Salvino was bought from Spain in 2015 by a syndicate of Americans set up to acquire a future team prospect for Adrienne, who has spent more than a decade working for and with Debbie McDonald to become one of the world’s top riders. On Salvino she is ranked No. 20 in the world and 96th on Horizon, an 11-year-old Oldenburg mare also competing at international Grand Prix. Salvino was bought by Betsy Juliano earlier this year.

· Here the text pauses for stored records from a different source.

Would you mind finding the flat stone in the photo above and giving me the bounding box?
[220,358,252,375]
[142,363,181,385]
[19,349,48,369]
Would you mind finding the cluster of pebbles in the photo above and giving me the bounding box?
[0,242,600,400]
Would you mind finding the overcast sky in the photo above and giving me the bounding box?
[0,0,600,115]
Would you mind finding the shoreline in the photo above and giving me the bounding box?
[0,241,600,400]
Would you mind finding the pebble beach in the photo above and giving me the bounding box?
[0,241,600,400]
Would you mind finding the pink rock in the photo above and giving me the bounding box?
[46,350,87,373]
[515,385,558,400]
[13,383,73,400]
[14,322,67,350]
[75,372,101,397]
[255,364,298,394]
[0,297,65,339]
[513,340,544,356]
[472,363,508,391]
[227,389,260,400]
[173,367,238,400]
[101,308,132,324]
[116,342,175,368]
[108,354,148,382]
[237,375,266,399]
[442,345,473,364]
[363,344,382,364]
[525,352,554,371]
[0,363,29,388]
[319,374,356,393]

She already owned Horizon.
Salvino has not yet been ridden by Adrienne in a championship since beginning Big Tour 16 months ago, but the pair, ranked 20th in the world, has been on four Nations Cup teams including gold at Wellington this year and silver at Aachen in 2017 and 2018.
Kasey Perry-Glass and Dublet began their Grand Prix career in 2016 and quickly emerged as one of America’s top combinations, leading her team to gold at the Compiègne, France Nations Cup then less than three months later earning team bronze at the Olympic Games in Rio de Janeiro.
The pair took a break from competition a year later but returned this spring better than ever, capturing the WEG test event in Tryon in April.
Their performances at the World Equestrian Festival in Aachen, the world’s premier horse show, was top notch and consistent–fifth in the Nations Cup Grand Prix, third in the Grand Prix Special and a breakout runner-up to champion Isabell Werth and Emilio in the Grand Prix Freestyle.
The world ranking for the pair, No. 31 now, will be boosted by the time of the WEG.
Steffen Peters, German-born but who has embraced the California lifestyle, rode Rosamunde in the mare’s first American team this year, in Nations Cups at Rotterdam and Aachen, Germany.
Steffen has been the most successful American rider for the past quarter century–four Olympics for team bronze in 1996 and 2016; three World Equestrian Games on three different horses for team bronze in 2006 and two individual bronzes in 2010, and five World Cup Finals including the 2009 title, only the second time it was won by an American.
He has also captured eight national titles on five different horses.
Most of the horses have been owned by Four Winds Farm of Akiko Yamazaki and Jerry Yang, including Ravel on which Steffen won the 2009 World Cup and became the first American pair to enter the “80% Club.” Other horses have included Legolas that Steffen rode at the 2014 world championships and on the 2016 Olympic bronze medal team. He won team bronze on Udon in his first Olympics, at Atlanta in 1996. Four Winds owns both Rosamunde, on which he is ranked 26th in the world, and Suppenkasper that was bought in 2017 as a prospect for the 2020 Tokyo Olympics.
Dressage competition at the Tryon International Equestrian Center is:
Sept. 12/13–Grand Prix–team competition and individual qualifier;
Sept. 14–Grand Prix Special–Individual competition, and
Sept. 16–Grand Prix Freestyle–individual final.
The United States’ record in the championships: 1990 inaugural WEG in Stockholm, no medals; 1994 Den Haag, Netherlands team bronze (Kathleen Raine/Avontuur, Robert Dover/Devereaux, Gary Rockwell/Suna, Carol Lavell/Gifted); 1998 Rome, no medals; 2002 Jerez, Spain team silver (Debbie McDonald/Brentina, Lisa Wilcox/Relevant, Sue Blinks/Flim Flam, Günter Seidel/Nikolaus 7); 2006 Aachen, Germany team bronze (Leslie Morse/Tip Top 962, Günter Seidel/Aragon, Steffen Peters/Floriano, Debbie McDonald/Brentina); 2010 Lexington, Kentucky two individual bronze (Steffen Peters/Ravel); 2014 Normandy, France no medals.